As commander of the Apollo 11 mission, Armstrong became the first human to set foot on the moon on July 20, 1969. As he stepped on the dusty surface, Armstrong said: ""That's one small step for (a) man, one giant leap for mankind."
A bit of controversy still surrounds his famous quote. The broadcast did not have the "a" in "one small step for a man..." He and NASA insisted static had obscured the "a," but after repeated playbacks, he admitted he may have dropped the letter.
Repeated attempts have been made using modern acoustic equipment to search for the missing letter, with one Australian scientist claiming to have found it. Armstrong has expressed a preference, however, that written quotations include the "a" in parentheses.

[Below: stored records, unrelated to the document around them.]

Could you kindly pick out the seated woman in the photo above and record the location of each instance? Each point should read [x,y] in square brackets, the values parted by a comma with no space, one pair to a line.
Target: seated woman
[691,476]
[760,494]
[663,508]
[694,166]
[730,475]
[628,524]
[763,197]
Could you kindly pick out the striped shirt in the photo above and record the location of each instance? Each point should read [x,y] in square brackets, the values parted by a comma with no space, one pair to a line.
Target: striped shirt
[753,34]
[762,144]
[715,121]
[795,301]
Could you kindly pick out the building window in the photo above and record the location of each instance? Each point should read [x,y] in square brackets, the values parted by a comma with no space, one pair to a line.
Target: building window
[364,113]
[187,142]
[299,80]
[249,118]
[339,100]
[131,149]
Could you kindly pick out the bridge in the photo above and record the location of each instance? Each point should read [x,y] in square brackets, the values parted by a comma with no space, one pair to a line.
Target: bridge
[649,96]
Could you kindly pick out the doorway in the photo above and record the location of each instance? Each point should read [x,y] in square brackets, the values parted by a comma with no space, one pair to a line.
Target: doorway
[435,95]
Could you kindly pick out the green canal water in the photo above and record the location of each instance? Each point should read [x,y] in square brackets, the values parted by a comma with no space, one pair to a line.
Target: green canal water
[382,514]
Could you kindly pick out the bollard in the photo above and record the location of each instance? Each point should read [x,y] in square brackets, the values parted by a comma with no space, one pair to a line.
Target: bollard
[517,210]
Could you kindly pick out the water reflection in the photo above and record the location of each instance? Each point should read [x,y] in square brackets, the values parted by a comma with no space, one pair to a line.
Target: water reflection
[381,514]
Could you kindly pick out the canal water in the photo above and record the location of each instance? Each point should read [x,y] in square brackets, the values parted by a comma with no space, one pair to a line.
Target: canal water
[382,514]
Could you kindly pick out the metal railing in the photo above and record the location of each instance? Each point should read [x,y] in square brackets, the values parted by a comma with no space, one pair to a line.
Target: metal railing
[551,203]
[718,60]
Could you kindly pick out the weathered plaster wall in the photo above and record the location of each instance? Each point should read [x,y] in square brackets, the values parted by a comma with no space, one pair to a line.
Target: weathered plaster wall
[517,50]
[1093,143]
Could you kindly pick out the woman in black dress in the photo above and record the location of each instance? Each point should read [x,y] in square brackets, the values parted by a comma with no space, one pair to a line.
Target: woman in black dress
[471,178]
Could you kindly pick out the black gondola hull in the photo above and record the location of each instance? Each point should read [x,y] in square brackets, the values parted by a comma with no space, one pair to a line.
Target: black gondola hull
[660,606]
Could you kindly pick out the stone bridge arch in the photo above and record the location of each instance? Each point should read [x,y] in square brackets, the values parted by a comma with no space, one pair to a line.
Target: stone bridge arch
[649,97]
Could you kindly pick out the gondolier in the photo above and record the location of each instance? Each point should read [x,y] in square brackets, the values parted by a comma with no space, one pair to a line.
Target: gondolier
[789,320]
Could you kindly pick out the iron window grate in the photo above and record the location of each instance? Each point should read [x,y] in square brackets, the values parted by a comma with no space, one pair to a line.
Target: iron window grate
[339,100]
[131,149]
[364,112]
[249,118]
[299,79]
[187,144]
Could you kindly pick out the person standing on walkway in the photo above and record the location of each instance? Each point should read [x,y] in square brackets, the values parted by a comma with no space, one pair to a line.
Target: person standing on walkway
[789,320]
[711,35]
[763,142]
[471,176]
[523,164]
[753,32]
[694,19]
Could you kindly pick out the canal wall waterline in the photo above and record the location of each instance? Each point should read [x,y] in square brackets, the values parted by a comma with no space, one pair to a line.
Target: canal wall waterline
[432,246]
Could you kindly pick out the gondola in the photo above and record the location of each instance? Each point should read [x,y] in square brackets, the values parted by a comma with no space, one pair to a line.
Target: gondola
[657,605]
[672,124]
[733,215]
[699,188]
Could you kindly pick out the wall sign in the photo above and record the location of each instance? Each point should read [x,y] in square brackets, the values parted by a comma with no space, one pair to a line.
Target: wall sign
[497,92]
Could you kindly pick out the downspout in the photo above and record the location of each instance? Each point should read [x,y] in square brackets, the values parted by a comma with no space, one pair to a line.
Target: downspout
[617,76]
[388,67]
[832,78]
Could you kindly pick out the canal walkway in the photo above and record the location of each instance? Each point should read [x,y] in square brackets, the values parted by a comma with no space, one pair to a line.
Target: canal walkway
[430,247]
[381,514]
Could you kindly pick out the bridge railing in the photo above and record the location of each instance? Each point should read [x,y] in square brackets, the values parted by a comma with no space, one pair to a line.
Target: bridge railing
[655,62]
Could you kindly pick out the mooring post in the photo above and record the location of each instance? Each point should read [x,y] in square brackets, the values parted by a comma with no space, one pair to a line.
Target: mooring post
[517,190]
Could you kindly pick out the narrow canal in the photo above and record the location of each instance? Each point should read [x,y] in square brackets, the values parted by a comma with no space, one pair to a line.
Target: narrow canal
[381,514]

The Apollo 11 astronauts' euphoric moonwalk provided Americans with a sense of achievement in the space race with Cold War foe the Soviet Union and at a time when Washington was engaged in a bloody war with the communists in Vietnam.
Neil Alden Armstrong was 38 years old at the time and even though he had fulfilled one of mankind's age-old quests that placed him at the pinnacle of human achievement, he did not revel in his accomplishment. He even seemed frustrated by the acclaim it brought.
The Apollo 11 moon mission turned out to be Armstrong's last space flight. The next year he was appointed to a desk job, being named NASA's deputy associate administrator for aeronautics in the office of advanced research and technology.
Armstrong's post-NASA life was a very private one. He took no major role in ceremonies marking the 25th anniversary of the moon landing. "He's a recluse's recluse," said Dave Garrett, a former NASA spokesman.
Hansen said stories of Armstrong dreaming of space exploration as a boy were apocryphal, although he was long dedicated to flight. "His life was about flying. His life was about piloting," Hansen said.
He left the National Aeronautics and Space Administration (NASA) a year after Apollo 11 to become a professor of engineering at the University of Cincinnati.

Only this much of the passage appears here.